This study aimed at identifying putative inhibitors of LasR by structure-based virtual screening on ZINC database, testing prospective candidates on pqsE with computer aided inhibition studies followed by structure analysis, and to determine the extension of specific drugs with potential anti-virulence properties for the treatment of infections induced by drug-resistant P. aeruginosa.

3. Methods

AutoDock Vina is a program for molecular docking and virtual screening that uses a command line interface and only accepts 1 receptor and ligand in each run. As structural virtual screening is a repetition of docking cycles for thousands of ligands, these limitations make it a time consuming task. Therefore, a software was developed using Microsoft visual studio 2012 (Visual Basic) to automate virtual screening steps. The program was designed to accept the database and receptor files through graphical user interface and to extract and convert the database to single ligands and then to run the docking cycle for each ligand with the same receptor. The program was set to output a list of ligands sorted by descending affinity in conjugation with their respective docking energy (43).

Autodock Vina achieves an approximately 2 order of magnitude speed-up compared with AutoDock 4, a molecular docking software. In addition, it significantly improves the accuracy of the binding mode predictions, judging by the tests on the training set used in AutoDock 4 development.
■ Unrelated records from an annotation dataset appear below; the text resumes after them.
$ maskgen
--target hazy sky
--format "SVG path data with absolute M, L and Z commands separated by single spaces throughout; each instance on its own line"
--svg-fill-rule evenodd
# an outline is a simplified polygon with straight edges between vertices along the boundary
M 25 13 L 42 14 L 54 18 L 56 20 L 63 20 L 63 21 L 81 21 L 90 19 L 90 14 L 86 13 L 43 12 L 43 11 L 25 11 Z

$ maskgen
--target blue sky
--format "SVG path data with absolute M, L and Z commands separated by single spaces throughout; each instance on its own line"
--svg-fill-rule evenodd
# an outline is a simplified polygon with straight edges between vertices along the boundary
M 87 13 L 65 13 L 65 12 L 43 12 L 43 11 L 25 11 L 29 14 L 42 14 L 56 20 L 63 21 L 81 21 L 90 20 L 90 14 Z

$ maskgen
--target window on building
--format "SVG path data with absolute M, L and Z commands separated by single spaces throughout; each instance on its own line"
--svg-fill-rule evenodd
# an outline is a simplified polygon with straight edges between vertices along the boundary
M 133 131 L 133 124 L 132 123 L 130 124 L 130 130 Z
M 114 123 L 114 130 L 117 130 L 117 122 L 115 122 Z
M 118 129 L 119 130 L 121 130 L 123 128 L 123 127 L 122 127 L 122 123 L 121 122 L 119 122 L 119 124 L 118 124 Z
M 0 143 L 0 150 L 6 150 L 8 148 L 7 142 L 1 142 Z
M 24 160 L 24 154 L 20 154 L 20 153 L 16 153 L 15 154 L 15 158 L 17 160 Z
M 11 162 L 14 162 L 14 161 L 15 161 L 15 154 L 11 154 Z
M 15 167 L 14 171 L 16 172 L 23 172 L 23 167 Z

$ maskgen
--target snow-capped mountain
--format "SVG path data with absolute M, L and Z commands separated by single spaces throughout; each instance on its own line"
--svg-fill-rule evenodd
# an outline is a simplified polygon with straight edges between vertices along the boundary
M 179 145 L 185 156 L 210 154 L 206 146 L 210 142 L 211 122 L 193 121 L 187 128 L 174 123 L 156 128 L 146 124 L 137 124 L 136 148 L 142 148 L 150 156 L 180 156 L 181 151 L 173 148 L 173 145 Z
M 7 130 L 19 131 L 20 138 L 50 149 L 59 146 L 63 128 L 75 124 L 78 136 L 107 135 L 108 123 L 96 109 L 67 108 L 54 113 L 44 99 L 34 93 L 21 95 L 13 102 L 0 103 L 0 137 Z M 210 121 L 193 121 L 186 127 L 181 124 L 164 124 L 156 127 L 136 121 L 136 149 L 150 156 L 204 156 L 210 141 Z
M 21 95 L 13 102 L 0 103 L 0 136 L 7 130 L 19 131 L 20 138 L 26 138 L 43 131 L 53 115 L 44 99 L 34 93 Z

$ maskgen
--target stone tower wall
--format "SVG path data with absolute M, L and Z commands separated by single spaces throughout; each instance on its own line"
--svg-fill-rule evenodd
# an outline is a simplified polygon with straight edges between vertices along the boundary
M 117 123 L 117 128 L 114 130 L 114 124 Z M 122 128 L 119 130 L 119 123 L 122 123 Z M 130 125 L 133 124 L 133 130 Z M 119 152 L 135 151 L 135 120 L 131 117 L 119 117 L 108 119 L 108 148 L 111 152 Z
Furthermore, speed-up is achieved from parallelism, by using multithreading on multicore machines. AutoDock Vina automatically calculates the grid maps and clusters the results in a way transparent to the user (43, 44).

The ZINC database was downloaded from its website. The 3D structures of LasR (PDB ID: 2UV0) and pqsE (PDB ID: 2Q0J) were downloaded from RCSB protein data bank and were used as receptors. To reduce the time needed for screening and to eliminate further need for animal and human safety tests, the zinc database was filtered so that only Food and Drug Administration (FDA) approved compounds were taken into account. About 2300 compounds were then used for virtual screening and subsequent docking studies.

First screening was performed on LasR. Autodock tools were used to prepare the receptor by adding partial Kollman charges and missing polar hydrogen. The region of interest to be used by Autodock vina was defined as the center of the ligand already present in the crystal structure; the ligand and other unnecessary molecules were removed before commencement of the docking process. The size of the grid was set to 17, 17, and 23 angstroms in x, y, and z directions. Each compound was subjected to 10 runs of Vina with exhaustiveness value set to 8 and selection of LasR as the receptor. The same set of ligands was then docked into pqsE, following the same procedure. The size of the docking grid was set to 17 in all 3 dimensions. Ligands were sorted based on descending affinity to each receptor, and top 50 substrates were selected giving the same weight to LasR and pqsE binding affinity.

Ligands were finally inspected by the ViewerLite program for placement accuracy and formation of proper hydrogen bonds and van der Waals interactions.

4. Results

Top structures and their affinity to the 2 receptors are detailed in Table 1 and Figure 1. The data analysis showed that these compounds are very similar in structure. These inhibitors can mainly be categorized in 2 major groups, steroids and some subfamilies of non-steroidal anti-inflammatory drugs (NSAIDs). It can be inferred that having 2 polar groups with a distance similar to oxygen to oxygen distance between 3- and 17-hydroxyl groups of estradiol is required for proper interaction with the active site. These 2 groups are required for interaction with Tyr 47 and Ser 129 in LasR. For PqsE, they interact with Ser 273 and His 71. These interactions are depicted in Figure 2B and 2C. It seems that although the presence of these 2 groups is essential for proper binding, the distance is somewhat flexible, and ligands without fused rings with variation in distance also bind with lower affinity.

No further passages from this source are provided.